- Date: December 31, 2004
- Season: 2004
- Stadium: Sun Bowl
- Location: El Paso, Texas
- Referee: Gerard McGinn (Big East)
- Attendance: 51,288
- Payout: US$1.5 million per team

United States TV coverage
- Network: CBS
- Announcers: Verne Lundquist (play-by-play) Todd Blackledge (analyst) Tracy Wolfson (sidelines)

= 2004 Sun Bowl =

American college football game

The 2004 Sun Bowl featured the Arizona State Sun Devils, and the Purdue Boilermakers. Sponsored by the Vitalis brand of hair tonic made by Bristol-Myers, the game was officially known as the Vitalis Sun Bowl. It was the 71st Sun Bowl.

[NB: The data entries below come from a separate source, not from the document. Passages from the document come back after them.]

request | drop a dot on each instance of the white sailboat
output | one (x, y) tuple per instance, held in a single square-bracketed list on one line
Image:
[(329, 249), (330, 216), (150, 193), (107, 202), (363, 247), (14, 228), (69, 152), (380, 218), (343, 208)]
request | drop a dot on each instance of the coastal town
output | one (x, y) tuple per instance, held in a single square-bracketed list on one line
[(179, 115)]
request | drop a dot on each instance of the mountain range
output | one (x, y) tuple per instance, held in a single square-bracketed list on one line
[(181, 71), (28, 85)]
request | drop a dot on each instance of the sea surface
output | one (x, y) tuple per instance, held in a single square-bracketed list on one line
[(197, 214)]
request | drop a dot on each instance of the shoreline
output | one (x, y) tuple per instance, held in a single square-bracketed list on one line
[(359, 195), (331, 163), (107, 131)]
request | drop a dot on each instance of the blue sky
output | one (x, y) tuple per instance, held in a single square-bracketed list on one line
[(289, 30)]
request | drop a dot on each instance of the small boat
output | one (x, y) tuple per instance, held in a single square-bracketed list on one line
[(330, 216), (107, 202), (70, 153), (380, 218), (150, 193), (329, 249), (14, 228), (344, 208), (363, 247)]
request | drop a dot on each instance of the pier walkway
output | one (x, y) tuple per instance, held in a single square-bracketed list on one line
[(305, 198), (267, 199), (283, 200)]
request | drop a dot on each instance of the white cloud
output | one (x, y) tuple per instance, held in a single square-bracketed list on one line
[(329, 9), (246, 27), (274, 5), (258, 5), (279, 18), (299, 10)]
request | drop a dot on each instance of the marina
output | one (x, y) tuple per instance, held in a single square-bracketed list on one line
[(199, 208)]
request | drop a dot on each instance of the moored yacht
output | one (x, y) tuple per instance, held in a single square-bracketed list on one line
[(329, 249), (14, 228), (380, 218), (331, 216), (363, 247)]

Arizona State's place kicker, Jessie Ainsworth kicked a 22-yard field goal in the first quarter to give the Sun Devils a 3-0 lead. Arizona State's running back, Preston Jones was tackled in the end zone by Purdue's Brandon Villareal, for a safety, putting Purdue on the board 3-2. The defenses held, and that score held up in the locker room.

In the third quarter, Purdue's Kyle Orton connected with wide receiver Brian Hare for a long 80-yard touchdown pass to give Purdue a 9-3 lead. Arizona State quarterback, Sam Keller found Derek Hagan in the end zone for a 27-yard touchdown to put Arizona State back on top 10-9. He finished the game with 370 yards passing.

Early in the fourth quarter, Orton found all-American Taylor Stubblefield for a 5-yard touchdown pass, reclaiming the lead for Purdue, 16-10. Arizona State moved the ball on their ensuing drive, but it stalled, and they had to settle for a field goal. Ainsworth connected on a 34-yard field goal, trimming the margin to 16-13. Keller later threw to Rudy Burgess for a 41-yard touchdown, giving ASU a 20-16 lead.

Purdue reclaimed the lead with a 6-yard touchdown pass from Orton to Charles Davis giving them a 23-20 lead. Sam Keller's final touchdown to Rudy Burgess proved to be the game winner, as ASU held off Purdue by a 27-23 margin.

Grammy-winning Texas band Los Lonely Boys performed at halftime.